Virginia Woolf Writing The World


Virginia Woolf Writing The World
DOWNLOAD

Author : Pamela L. Caughie
language : en
Publisher: Liverpool University Press
Release Date : 2015-06-12

Virginia Woolf Writing The World written by Pamela L. Caughie and has been published by Liverpool University Press this book supported file pdf, txt, epub, kindle and other format this book has been release on 2015-06-12 with Literary Criticism categories.


Addresses such themes as the creation of worlds through literary writing, Woolf’s reception as a world writer, world wars and the centenary of the First World War, and natural worlds in Woolf’s writings.
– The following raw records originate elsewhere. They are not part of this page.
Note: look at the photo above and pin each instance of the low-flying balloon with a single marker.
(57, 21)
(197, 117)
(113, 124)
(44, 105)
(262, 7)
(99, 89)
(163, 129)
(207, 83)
The Language Of Ethics And Community In Graham Greene S Fiction


The Language Of Ethics And Community In Graham Greene S Fiction
DOWNLOAD

Author : Paula Martín Salvan
language : en
Publisher: Springer
Release Date : 2016-04-29

The Language Of Ethics And Community In Graham Greene S Fiction written by Paula Martín Salvan and has been published by Springer this book supported file pdf, txt, epub, kindle and other format this book has been release on 2016-04-29 with Literary Criticism categories.


A study of Graham Greene's fiction from the perspective of ethics and community, focusing on the narrative pattern that emerges from the author's idiosyncratic use of keywords like peace, despair, compassion or commitment. This book explores their potential for the textual articulation of narrative conflict and the dramatization of the ethical.